I haven't been following this; I've always expected "Jakarta" to be the
server-side Java projects and "xml.apache.org" to be XML projects (some in
Java). I'm concerned that Tapestry at the top level will isolate Tapestry
from the mindshare of Jakarta, leaving the project in not better situation
than on SourceForge.

Not really. In the current climate, it is likely that other projects from Jakarta will move. One that may move...
ever hear of Ant? ;-) Anyhow this shouldn't be a big concern, we'll work together for whats best.

I would suggest that we start with this group, and follow a nomination
process to add additional committers. Or you can assume I'm nominating the
others. This is a subset of the list of committers on SF. Sorry if I'm
underplaying anyone's contributions.

Howard Lewis Ship <[EMAIL PROTECTED]>
I hear voices and do what they say. There's brocoli in my socks.

Mind Bridge <[EMAIL PROTECTED]>
Vocal proponent, contributor of components and bug fixes, mentors on the
mailing list frequently.

Malcolm Edgar <[EMAIL PROTECTED]>
Contributes components and mentors, created Tapestry component reference.

Richard Lewis-Shell <[EMAIL PROTECTED]>
Very long-time user, contributes bug fixes, mentors on the mailing list.

Ming Fang, Neil Swinton and perhaps David Solis are other possibilities.
Neil has mostly been active on the documentation side.
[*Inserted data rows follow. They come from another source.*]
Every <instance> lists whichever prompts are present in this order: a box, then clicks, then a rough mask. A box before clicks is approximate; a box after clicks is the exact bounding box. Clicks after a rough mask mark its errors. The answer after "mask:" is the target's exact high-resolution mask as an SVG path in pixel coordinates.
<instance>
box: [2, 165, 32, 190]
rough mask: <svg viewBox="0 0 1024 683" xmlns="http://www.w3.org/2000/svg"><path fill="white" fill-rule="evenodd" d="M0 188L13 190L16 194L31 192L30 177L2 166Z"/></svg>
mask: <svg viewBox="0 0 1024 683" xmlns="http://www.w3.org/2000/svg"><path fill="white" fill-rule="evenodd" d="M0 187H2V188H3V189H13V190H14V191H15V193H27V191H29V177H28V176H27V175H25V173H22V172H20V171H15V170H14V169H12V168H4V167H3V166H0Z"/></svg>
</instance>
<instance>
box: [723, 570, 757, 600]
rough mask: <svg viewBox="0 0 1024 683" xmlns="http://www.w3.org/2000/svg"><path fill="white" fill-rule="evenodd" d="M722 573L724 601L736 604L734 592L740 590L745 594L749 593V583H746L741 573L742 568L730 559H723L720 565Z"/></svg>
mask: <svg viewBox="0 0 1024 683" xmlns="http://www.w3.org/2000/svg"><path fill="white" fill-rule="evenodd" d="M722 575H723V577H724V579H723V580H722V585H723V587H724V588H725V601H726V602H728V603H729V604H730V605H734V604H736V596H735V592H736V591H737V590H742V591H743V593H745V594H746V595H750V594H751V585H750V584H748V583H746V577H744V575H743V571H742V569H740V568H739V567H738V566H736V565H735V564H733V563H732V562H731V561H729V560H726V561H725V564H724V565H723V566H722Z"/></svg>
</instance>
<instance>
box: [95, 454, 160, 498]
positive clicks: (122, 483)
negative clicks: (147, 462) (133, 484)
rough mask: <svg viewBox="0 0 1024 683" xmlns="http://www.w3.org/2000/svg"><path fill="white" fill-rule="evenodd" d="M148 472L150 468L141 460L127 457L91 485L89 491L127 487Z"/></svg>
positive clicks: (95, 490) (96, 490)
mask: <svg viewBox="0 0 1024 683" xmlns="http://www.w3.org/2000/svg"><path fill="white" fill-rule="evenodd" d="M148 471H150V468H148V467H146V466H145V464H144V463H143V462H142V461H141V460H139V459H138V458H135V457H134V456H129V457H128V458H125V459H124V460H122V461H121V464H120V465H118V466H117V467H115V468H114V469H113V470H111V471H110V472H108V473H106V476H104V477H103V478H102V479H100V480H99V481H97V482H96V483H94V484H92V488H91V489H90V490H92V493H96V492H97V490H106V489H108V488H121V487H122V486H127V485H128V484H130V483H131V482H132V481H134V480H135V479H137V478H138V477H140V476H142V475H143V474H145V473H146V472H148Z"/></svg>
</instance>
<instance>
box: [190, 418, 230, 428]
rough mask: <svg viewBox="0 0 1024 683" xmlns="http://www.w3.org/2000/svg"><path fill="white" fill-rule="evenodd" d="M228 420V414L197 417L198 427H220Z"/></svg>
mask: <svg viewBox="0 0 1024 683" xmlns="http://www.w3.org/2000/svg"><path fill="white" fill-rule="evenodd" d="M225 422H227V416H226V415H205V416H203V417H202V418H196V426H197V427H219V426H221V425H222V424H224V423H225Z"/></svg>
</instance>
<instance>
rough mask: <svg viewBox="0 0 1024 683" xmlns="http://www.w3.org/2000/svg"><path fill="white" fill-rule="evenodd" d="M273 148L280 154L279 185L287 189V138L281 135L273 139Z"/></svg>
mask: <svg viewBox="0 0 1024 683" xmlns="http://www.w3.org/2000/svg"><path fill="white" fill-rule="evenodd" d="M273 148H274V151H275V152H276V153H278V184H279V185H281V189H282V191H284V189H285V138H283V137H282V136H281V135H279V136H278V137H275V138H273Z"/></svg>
Ming Fang and David
have not been visibily active in a bit, but still seem to be involved.

You're going to have a lot of work to do on the documentation and making your site kinda like the rest of
them (this can happen after you move over), so I would recommend that maybe you tap Neil as well if he's
game. (Just a thought - of course you could nominate him and vote on it later)


2. Adopt Apache voting rules (http://httpd.apache.org/dev/guidelines.html)
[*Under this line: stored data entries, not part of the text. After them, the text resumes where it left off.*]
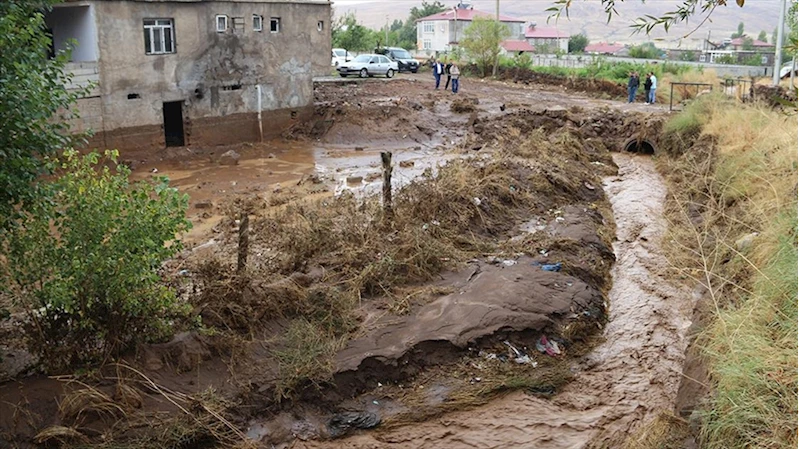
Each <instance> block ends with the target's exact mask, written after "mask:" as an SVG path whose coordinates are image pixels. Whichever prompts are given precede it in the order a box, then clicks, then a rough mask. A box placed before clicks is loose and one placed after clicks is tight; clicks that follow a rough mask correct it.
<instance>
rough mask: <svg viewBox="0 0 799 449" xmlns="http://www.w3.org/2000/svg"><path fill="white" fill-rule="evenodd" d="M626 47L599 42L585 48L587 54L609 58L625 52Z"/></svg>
mask: <svg viewBox="0 0 799 449" xmlns="http://www.w3.org/2000/svg"><path fill="white" fill-rule="evenodd" d="M624 49H625V48H624V45H622V44H615V43H614V44H609V43H607V42H599V43H596V44H588V45H586V47H585V50H584V51H585V53H588V54H592V55H609V56H618V55H619V54H620V53H622V52H623V51H624Z"/></svg>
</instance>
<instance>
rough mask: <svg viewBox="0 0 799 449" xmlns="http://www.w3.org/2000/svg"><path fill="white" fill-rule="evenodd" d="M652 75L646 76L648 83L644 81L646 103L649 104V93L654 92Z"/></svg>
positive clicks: (646, 74)
mask: <svg viewBox="0 0 799 449" xmlns="http://www.w3.org/2000/svg"><path fill="white" fill-rule="evenodd" d="M650 75H651V74H650V73H647V74H646V81H644V101H646V104H649V91H650V90H652V77H651V76H650Z"/></svg>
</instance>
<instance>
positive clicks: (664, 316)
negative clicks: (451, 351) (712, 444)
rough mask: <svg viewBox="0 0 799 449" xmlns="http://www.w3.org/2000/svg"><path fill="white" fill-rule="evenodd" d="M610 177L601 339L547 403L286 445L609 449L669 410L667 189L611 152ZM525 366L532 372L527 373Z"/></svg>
mask: <svg viewBox="0 0 799 449" xmlns="http://www.w3.org/2000/svg"><path fill="white" fill-rule="evenodd" d="M614 161H615V162H616V164H617V165H618V166H619V174H618V176H612V177H608V178H606V179H605V180H604V188H605V191H606V192H607V194H608V196H609V199H610V201H611V203H612V205H613V213H614V216H615V219H616V224H617V239H618V240H617V241H616V242H615V243H614V251H615V253H616V258H617V263H616V265H615V267H614V268H613V272H612V273H613V287H612V289H611V291H610V293H609V298H608V301H609V305H608V309H609V321H608V324H607V326H606V328H605V331H604V334H603V336H604V342H603V343H602V344H600V345H599V346H598V347H597V348H595V349H594V351H593V352H592V353H591V354H589V355H588V356H587V357H585V359H584V360H583V361H582V363H580V364H579V365H576V366H574V367H573V369H574V370H577V371H579V374H578V376H577V377H576V379H575V380H574V381H573V382H572V383H571V384H569V385H567V386H566V387H565V388H564V389H563V391H562V392H561V393H559V394H558V395H556V396H555V397H553V398H551V399H542V398H539V397H535V396H531V395H528V394H525V393H524V392H515V393H512V394H509V395H507V396H505V397H503V398H501V399H498V400H495V401H493V402H491V403H489V404H487V405H485V406H482V407H479V408H476V409H473V410H465V411H459V412H456V413H452V414H448V415H445V416H442V417H441V418H438V419H436V420H434V421H431V422H424V423H418V424H414V425H412V426H407V427H401V428H398V429H392V430H391V431H389V432H384V433H381V432H372V433H364V434H360V435H357V436H354V437H351V438H349V439H346V440H341V441H332V442H298V443H297V444H295V445H294V446H292V447H294V448H297V449H300V448H302V449H310V448H330V449H333V448H342V449H343V448H347V449H355V448H359V449H366V448H397V449H399V448H408V449H411V448H414V449H419V448H431V449H432V448H449V449H459V448H464V449H465V448H531V447H535V448H540V449H550V448H551V449H575V448H582V447H586V446H587V445H588V444H589V443H602V442H604V443H606V444H609V445H610V447H615V446H617V445H619V444H620V443H621V441H620V440H619V439H620V437H621V438H623V437H624V436H626V435H627V434H628V433H629V432H630V431H632V430H634V429H635V428H636V427H637V426H640V425H641V424H642V423H645V422H647V421H649V420H651V419H654V418H655V416H656V415H657V414H658V413H660V412H663V411H670V410H671V409H672V408H673V406H674V402H675V399H676V396H677V389H678V387H679V384H680V380H681V373H682V363H683V361H684V352H685V348H686V345H687V340H686V333H687V330H688V327H689V325H690V316H691V313H692V310H693V300H692V296H691V293H690V291H686V290H685V289H680V288H677V287H675V286H674V285H673V284H672V283H671V282H670V281H668V280H666V279H664V278H662V277H660V276H659V273H661V272H662V271H663V270H664V269H665V268H666V264H667V262H666V259H665V257H664V256H663V253H662V251H661V249H660V247H661V244H662V242H661V238H662V236H663V234H664V231H665V227H666V224H665V222H664V220H663V218H662V213H663V204H664V201H665V195H666V188H665V186H664V184H663V181H662V179H661V178H660V176H659V175H658V173H657V172H656V171H655V168H654V164H653V162H652V160H651V159H650V158H648V157H645V156H635V155H628V154H618V153H617V154H615V155H614ZM531 369H534V368H531Z"/></svg>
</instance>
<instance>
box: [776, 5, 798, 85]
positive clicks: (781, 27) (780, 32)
mask: <svg viewBox="0 0 799 449" xmlns="http://www.w3.org/2000/svg"><path fill="white" fill-rule="evenodd" d="M785 7H786V5H785V0H782V7H781V8H780V23H778V24H777V48H775V49H774V76H773V79H772V80H771V82H772V84H773V85H775V86H778V85H779V84H780V69H782V44H783V39H784V38H785ZM792 70H793V68H792Z"/></svg>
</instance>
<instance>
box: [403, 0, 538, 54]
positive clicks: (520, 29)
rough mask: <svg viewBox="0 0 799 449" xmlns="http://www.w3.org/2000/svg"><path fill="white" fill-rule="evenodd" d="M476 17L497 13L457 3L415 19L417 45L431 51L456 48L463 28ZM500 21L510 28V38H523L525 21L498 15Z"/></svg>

I think we've been pretty OK about discussing changes in advance, using a
mixture of the Wiki and the mailing list.

I'm holding off on some controversial changes (Tapestry Lite) until we go
though the voting process for it, it looks like it'll require consensus
approval since a few people are very negative on it.


Right what I'm telling you though is that you need to adapt the voting rules now and start using them.
You need to do this now (get the vote process going). I wouldn't hold off on it, I think that's
precisely the kind of thing for demonstrating the power of your community and acceptance of the
meritocratic voting rules. (Ken, Dion -- your thoughts?)
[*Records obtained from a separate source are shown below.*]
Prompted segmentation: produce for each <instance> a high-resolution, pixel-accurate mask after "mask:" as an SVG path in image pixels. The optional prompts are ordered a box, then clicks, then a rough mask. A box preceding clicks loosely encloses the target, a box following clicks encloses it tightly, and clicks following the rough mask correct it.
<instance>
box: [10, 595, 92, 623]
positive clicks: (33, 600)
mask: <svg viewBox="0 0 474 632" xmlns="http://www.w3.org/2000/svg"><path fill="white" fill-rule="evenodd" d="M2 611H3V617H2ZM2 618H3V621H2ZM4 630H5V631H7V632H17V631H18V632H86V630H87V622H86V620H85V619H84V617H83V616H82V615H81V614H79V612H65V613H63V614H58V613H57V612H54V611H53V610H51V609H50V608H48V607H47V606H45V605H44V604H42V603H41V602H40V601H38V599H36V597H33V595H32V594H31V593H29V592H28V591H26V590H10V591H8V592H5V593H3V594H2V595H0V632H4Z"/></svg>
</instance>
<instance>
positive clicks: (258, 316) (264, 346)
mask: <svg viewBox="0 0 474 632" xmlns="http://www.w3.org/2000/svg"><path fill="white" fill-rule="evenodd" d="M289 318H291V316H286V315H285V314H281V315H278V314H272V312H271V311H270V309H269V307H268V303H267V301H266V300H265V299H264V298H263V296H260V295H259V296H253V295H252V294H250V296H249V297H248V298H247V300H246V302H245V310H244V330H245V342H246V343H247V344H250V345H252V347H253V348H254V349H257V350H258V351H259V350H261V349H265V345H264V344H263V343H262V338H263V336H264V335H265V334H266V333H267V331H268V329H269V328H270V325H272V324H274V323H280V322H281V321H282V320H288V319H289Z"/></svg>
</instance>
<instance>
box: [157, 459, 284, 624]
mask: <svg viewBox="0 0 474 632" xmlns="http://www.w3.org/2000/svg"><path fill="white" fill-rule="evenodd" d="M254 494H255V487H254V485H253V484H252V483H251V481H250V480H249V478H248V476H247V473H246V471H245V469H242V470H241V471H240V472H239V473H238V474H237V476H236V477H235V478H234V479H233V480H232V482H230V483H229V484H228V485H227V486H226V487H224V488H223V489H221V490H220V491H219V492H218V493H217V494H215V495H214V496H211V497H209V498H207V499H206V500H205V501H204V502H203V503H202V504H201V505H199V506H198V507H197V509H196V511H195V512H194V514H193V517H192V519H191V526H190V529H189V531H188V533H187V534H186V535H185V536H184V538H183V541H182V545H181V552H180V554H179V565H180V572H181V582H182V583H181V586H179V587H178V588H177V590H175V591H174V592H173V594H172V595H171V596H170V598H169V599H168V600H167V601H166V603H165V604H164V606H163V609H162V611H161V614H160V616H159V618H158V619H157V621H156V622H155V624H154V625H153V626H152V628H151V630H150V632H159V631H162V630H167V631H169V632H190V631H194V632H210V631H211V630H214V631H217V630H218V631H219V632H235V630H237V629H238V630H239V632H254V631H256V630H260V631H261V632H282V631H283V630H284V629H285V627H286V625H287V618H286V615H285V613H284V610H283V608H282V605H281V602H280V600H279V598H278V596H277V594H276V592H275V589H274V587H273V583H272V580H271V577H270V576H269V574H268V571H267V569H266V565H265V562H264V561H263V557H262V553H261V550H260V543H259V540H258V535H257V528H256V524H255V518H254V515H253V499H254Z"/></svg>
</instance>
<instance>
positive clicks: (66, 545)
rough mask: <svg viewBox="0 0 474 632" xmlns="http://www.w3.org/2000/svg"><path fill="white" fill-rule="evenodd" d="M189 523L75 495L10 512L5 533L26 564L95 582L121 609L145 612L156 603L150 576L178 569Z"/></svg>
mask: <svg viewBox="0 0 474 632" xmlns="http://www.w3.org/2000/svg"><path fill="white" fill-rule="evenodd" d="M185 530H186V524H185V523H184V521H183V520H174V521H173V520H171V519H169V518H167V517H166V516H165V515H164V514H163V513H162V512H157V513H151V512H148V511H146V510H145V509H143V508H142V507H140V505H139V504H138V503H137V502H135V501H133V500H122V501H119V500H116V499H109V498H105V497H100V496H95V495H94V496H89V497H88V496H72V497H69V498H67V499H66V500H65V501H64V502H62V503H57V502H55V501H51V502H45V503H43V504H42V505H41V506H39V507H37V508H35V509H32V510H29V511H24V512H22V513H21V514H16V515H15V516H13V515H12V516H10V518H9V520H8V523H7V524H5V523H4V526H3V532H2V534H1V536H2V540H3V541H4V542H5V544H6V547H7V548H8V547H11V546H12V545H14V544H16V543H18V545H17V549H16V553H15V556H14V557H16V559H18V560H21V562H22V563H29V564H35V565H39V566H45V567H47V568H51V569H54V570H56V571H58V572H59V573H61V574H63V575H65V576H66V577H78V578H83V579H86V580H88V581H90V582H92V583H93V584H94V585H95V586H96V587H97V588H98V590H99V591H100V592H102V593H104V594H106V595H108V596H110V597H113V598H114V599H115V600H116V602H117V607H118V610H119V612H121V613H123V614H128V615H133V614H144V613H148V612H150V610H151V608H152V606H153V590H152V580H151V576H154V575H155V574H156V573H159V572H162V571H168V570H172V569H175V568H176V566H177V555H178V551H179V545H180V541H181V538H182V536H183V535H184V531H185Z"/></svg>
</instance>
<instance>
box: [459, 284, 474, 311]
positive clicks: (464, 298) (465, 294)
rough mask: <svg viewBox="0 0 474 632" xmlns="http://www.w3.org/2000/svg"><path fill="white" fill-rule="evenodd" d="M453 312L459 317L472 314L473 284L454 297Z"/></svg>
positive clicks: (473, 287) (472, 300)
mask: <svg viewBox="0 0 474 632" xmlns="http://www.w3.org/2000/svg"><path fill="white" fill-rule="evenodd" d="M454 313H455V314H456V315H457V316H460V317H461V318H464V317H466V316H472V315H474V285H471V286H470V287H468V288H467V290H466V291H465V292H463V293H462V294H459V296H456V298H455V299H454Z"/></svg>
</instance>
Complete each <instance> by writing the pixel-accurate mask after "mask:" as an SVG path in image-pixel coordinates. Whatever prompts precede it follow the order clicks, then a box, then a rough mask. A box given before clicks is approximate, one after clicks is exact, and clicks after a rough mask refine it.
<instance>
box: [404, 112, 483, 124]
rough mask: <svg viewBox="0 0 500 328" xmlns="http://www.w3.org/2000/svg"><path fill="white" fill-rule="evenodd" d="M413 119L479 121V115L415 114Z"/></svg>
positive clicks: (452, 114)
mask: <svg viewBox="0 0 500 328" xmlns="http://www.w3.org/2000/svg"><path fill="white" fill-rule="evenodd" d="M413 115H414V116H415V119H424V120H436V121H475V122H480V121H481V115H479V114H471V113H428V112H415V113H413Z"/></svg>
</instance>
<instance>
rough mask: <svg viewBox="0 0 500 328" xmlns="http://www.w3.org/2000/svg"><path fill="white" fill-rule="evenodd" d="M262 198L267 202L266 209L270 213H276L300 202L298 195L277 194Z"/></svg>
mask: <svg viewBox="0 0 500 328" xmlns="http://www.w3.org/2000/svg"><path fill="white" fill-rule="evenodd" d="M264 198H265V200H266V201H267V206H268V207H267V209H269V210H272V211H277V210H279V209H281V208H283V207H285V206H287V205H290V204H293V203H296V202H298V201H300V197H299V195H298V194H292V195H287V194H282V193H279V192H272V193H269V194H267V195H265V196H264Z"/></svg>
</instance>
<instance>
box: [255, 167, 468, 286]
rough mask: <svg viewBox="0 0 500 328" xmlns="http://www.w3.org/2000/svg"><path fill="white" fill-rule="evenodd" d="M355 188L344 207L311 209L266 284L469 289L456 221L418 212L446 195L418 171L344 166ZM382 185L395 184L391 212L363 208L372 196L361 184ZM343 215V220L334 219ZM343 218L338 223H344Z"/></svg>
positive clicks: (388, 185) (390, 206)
3. Vote on relicensing from LGPL to ASL
(http://www.apache.org/LICENSE.txt) which is an apache requirement. As
part of this process you need to contact any major contributors and ask
them if its okay. Keep that list handy.

I don't think that'll be a problem.

So suggest it, vote on it, and do it. You need to do this before a vote is called for acceptance or
you'll have next to no chance of acceptence.
Implications:

When you move to Apache the code becomes the property of the Apache
Software Foundation (for many reasons especially liability, etc). So
all major contributers must agree to that as well. (if they have not
assigned their copywright already as a condition of donating to the
project).

All copyrights have been assigned to me (HLS), that's in the Contributor's
Guide, and is a condition of donating code to Tapestry. So this should not
be a problem.

It does mean updating the copyright on ~500 source files!

I've been through this before. I did it with some perl scripts and I think "PrettyPrinter" from jrefactory does this too.

So I think you have a good chance of being accepted, just a little work to do.